Je m'approche un peu plus des flammes et jette le bijou qui retombe entre les cendres. Un petit nuage de fumée s'échappe dans les airs. Je lève le regard vers le ciel, puis ferme les yeux.
Je ne fais désormais plus attention à la musique, mais davantage aux battements de mon cœur qui raisonnent.
Un petit sanglot à mes côtés me serre le cœur, je sais qu'il appartient à Lou. Elle comme moi, adorions le petit trio de filles que nous formions. Je reviens à la réalité lorsque mes iris retombent sur les flammes.
Lorsque la musique prend fin, c'est comme si le moment ne faisait plus partie de la réalité. La silhouette de Mya n'est plus là et je sais que Lou, Bryan et Léo vont finir par repartir.
Lou m'adresse un regard larmoyant, rempli de tendresse, Bryan dépose l'une de ses mains sur mon épaule, et Léo lui, use de son éternel humour en ébouriffant tendrement mes cheveux. Ils me manquent.

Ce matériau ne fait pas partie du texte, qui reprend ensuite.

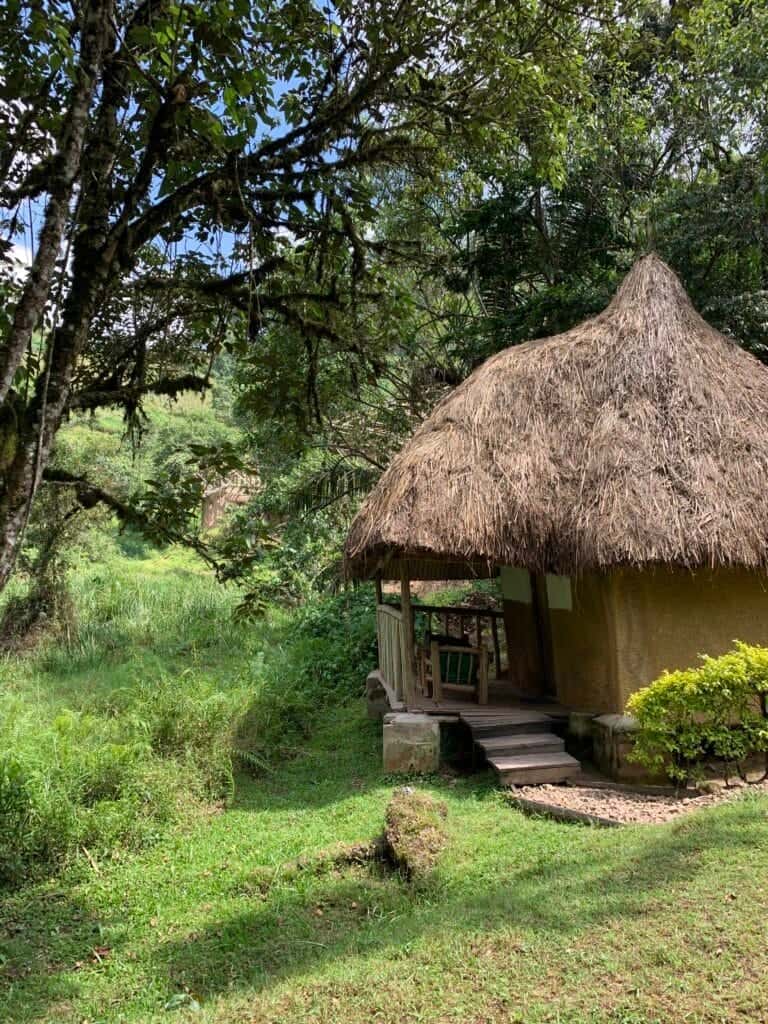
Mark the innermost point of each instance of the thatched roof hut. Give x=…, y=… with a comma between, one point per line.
x=615, y=476
x=637, y=437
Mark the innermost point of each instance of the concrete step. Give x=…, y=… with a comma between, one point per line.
x=512, y=743
x=503, y=725
x=535, y=769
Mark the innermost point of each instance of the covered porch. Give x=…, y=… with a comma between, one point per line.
x=438, y=658
x=451, y=669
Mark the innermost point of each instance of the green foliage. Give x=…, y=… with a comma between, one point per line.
x=717, y=710
x=141, y=717
x=321, y=657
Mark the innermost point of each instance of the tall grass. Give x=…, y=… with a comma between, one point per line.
x=145, y=712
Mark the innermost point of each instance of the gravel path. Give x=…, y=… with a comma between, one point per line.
x=629, y=808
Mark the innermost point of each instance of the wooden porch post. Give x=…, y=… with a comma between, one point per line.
x=407, y=632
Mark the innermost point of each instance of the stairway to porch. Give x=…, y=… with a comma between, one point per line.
x=519, y=744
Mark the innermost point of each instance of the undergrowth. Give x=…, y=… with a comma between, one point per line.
x=158, y=698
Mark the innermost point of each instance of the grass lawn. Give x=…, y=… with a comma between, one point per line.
x=523, y=921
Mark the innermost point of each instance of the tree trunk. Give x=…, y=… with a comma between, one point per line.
x=30, y=310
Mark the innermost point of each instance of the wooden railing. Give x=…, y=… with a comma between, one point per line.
x=481, y=627
x=389, y=632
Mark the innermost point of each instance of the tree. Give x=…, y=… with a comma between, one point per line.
x=193, y=172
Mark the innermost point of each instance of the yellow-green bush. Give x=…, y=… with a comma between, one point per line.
x=716, y=710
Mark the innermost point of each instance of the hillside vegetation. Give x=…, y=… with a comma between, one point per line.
x=177, y=897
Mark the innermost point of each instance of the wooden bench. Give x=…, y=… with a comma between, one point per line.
x=455, y=669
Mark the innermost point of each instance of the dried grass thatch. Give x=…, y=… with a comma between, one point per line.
x=640, y=436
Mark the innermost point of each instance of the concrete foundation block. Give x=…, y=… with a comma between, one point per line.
x=412, y=743
x=612, y=742
x=580, y=724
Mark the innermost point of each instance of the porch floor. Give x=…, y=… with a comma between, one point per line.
x=498, y=705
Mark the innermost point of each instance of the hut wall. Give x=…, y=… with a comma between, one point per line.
x=667, y=617
x=525, y=670
x=584, y=646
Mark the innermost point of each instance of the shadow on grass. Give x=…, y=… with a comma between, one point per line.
x=46, y=938
x=585, y=882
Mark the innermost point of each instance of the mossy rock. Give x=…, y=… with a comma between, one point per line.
x=415, y=830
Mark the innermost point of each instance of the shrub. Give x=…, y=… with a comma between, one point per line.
x=316, y=658
x=717, y=710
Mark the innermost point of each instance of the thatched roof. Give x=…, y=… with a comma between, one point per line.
x=640, y=436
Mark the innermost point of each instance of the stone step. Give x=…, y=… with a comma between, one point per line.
x=512, y=743
x=535, y=769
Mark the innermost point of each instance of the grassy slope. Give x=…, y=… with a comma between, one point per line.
x=525, y=920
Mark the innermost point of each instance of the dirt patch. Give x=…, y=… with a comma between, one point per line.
x=415, y=830
x=628, y=808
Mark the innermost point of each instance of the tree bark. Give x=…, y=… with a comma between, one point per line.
x=95, y=36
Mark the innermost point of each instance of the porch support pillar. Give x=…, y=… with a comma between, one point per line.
x=407, y=632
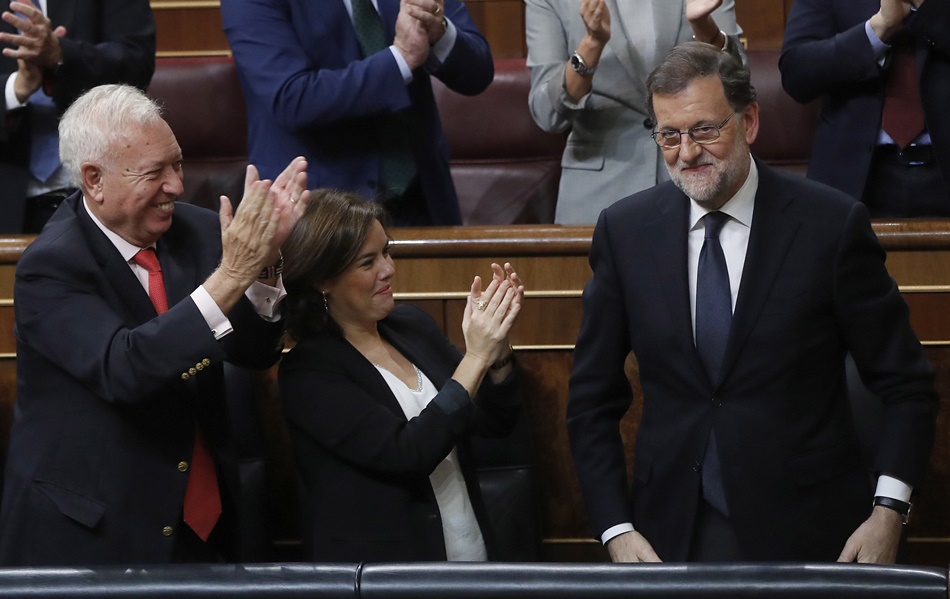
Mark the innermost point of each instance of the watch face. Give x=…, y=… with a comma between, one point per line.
x=578, y=65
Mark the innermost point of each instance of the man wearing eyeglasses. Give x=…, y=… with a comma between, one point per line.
x=739, y=290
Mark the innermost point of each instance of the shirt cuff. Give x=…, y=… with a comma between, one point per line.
x=10, y=93
x=266, y=299
x=446, y=43
x=616, y=531
x=888, y=486
x=878, y=47
x=403, y=65
x=217, y=321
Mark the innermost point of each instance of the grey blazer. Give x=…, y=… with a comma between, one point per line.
x=609, y=153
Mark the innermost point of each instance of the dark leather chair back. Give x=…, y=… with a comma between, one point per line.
x=650, y=581
x=205, y=108
x=480, y=580
x=786, y=128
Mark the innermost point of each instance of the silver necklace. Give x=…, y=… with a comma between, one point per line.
x=418, y=388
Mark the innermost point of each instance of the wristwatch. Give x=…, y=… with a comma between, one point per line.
x=580, y=67
x=901, y=507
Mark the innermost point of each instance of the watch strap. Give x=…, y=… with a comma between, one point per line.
x=901, y=507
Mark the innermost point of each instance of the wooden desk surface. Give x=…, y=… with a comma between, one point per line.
x=435, y=267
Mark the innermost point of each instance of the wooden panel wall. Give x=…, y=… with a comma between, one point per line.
x=193, y=27
x=435, y=268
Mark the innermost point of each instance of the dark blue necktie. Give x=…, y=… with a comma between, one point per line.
x=713, y=320
x=397, y=167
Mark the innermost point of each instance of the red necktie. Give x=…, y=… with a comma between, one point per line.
x=202, y=499
x=903, y=116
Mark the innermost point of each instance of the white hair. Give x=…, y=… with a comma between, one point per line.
x=96, y=119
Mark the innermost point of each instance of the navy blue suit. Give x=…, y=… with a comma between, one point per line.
x=814, y=287
x=106, y=408
x=310, y=92
x=826, y=54
x=107, y=41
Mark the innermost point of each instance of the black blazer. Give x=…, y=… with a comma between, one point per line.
x=814, y=287
x=364, y=468
x=107, y=41
x=826, y=54
x=104, y=413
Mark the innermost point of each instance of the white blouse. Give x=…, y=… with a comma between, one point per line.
x=460, y=530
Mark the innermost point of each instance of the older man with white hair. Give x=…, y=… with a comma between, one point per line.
x=127, y=305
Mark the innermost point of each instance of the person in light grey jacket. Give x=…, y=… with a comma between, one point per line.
x=589, y=60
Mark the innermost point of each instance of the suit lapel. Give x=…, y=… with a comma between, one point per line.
x=417, y=353
x=769, y=240
x=388, y=11
x=671, y=275
x=61, y=12
x=117, y=272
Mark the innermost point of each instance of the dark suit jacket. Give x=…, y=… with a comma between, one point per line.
x=107, y=41
x=364, y=467
x=814, y=287
x=826, y=54
x=104, y=412
x=310, y=92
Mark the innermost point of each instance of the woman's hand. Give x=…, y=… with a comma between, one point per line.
x=490, y=313
x=597, y=20
x=488, y=317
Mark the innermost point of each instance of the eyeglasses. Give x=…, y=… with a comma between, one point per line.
x=704, y=134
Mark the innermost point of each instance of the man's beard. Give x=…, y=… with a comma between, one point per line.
x=710, y=190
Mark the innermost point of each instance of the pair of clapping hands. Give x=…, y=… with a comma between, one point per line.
x=491, y=312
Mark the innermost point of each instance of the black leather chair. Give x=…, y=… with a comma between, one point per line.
x=476, y=581
x=649, y=581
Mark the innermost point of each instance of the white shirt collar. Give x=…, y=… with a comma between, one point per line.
x=126, y=249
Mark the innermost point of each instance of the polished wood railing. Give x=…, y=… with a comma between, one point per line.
x=435, y=267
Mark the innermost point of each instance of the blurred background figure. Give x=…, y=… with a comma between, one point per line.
x=382, y=408
x=589, y=62
x=53, y=50
x=882, y=71
x=347, y=85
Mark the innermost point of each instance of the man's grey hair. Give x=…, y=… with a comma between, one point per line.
x=99, y=117
x=697, y=60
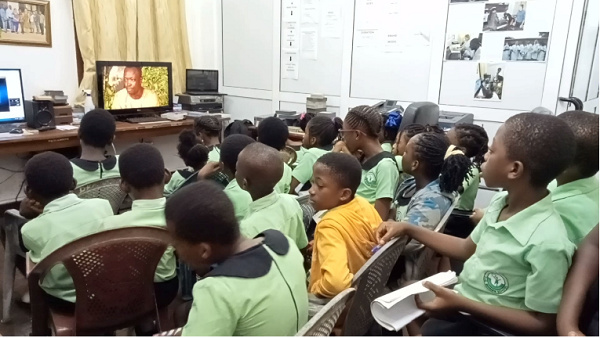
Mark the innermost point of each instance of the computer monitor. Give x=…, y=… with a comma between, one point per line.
x=129, y=88
x=201, y=81
x=12, y=107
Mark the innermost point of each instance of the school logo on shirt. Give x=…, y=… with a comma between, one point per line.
x=495, y=282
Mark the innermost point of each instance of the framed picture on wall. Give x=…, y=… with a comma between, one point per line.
x=25, y=22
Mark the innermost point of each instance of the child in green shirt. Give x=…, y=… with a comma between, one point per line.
x=230, y=150
x=318, y=141
x=576, y=197
x=275, y=133
x=257, y=287
x=143, y=178
x=518, y=256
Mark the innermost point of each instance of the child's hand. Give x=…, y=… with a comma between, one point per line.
x=388, y=231
x=445, y=301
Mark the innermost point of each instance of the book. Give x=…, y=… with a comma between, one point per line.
x=398, y=308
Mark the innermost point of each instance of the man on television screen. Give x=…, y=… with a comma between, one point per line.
x=134, y=95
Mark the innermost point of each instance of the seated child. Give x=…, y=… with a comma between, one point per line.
x=245, y=294
x=143, y=178
x=96, y=133
x=379, y=171
x=345, y=235
x=579, y=305
x=65, y=218
x=208, y=131
x=259, y=168
x=576, y=197
x=318, y=141
x=194, y=156
x=275, y=133
x=507, y=280
x=230, y=150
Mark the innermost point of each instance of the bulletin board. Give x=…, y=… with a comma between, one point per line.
x=496, y=53
x=312, y=46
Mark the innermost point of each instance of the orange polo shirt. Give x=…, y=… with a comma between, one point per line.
x=342, y=244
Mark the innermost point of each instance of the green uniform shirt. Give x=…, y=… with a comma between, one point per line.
x=471, y=186
x=577, y=203
x=378, y=180
x=86, y=172
x=303, y=171
x=520, y=263
x=240, y=198
x=148, y=213
x=64, y=220
x=276, y=211
x=258, y=292
x=283, y=186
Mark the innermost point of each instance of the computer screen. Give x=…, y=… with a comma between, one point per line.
x=199, y=80
x=11, y=96
x=134, y=86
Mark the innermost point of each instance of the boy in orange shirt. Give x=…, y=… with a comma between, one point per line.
x=345, y=235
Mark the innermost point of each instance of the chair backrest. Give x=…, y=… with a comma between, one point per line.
x=108, y=189
x=113, y=273
x=370, y=283
x=324, y=321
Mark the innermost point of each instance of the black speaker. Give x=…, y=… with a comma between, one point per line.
x=39, y=115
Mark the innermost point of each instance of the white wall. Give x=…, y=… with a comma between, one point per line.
x=48, y=68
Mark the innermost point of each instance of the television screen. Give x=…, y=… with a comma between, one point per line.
x=134, y=86
x=11, y=96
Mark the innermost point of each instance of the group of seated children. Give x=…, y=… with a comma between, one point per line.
x=251, y=231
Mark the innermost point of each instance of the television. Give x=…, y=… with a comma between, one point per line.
x=12, y=106
x=134, y=88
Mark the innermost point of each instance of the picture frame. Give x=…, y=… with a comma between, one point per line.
x=33, y=27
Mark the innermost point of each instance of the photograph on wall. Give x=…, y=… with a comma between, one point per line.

Je les regarde s'éloigner et quitter définitivement l'événement. À trois, ils restent muets et finissent par disparaître de mon champ de vision.
Je continue de fixer les flammes qui dansent durablement. Il ne reste presque plus personne hormis les retardataires à la buvette et d'autres qui préparent leur départ.
Lorsque mon regard dévie un peu sur la droite, je reconnais sur-le-champ un bandana noir et des cheveux en bataille. Entre ses mains, il tient ce qui semble être une photographie. Mon regard remonte sur son visage, ses yeux brillent, mais ses joues ne sont pas humides. C'est comme s'il était doté de puissantes barrières permettant de retenir chacune de ses larmes.
Je l'évalue encore, intriguée. Il ne m'a pas encore remarqué. En un mouvement, rapide, il s'accroupit, puis dépose délicatement la photo sur les braises. Avant qu'elle ne se consume entièrement, j'ai le temps d'apercevoir qu'il s'agit d'un cliché familial, elle semble déchirée. Si je ne m'abuse, je pense le reconnaître, lui, une femme plus âgée et une toute petite fille. Néanmoins, il est clair que la partie déchirée est réfléchie de façon à faire disparaître une personne de l'image.
Je relève ensuite mon regard vers lui. Cette fois, ses iris sont ancrés sur moi. Sans réellement mesurer ce que je fais, je m'approche prudemment de lui et me plante à ses côtés sans dire un mot. Il ne semble pas décidé à parler non plus. Je crois, finalement, que ça me convient totalement.
Cette nuit, il ne dit rien, et paraît même un type au cœur meurtri.
Mais, demain, il redeviendra l'étudiant auquel j'ai fait face ce matin.
C'est généralement comme ça que ça se passe. Nous renvoyons tous une image le jour, celle que nous souhaitons faire voir.
Ça devient presque instinctif. Quand on nous demande si tout va bien, nous répondons que oui, que nous apprenons à vivre avec. Pourtant, c'est souvent le contraire que nous ressentons vraiment.
J'ai froid, mais je compte bien rester jusqu'à ce que les flammes s'éteignent pour ne laisser place plus qu'aux crépitements.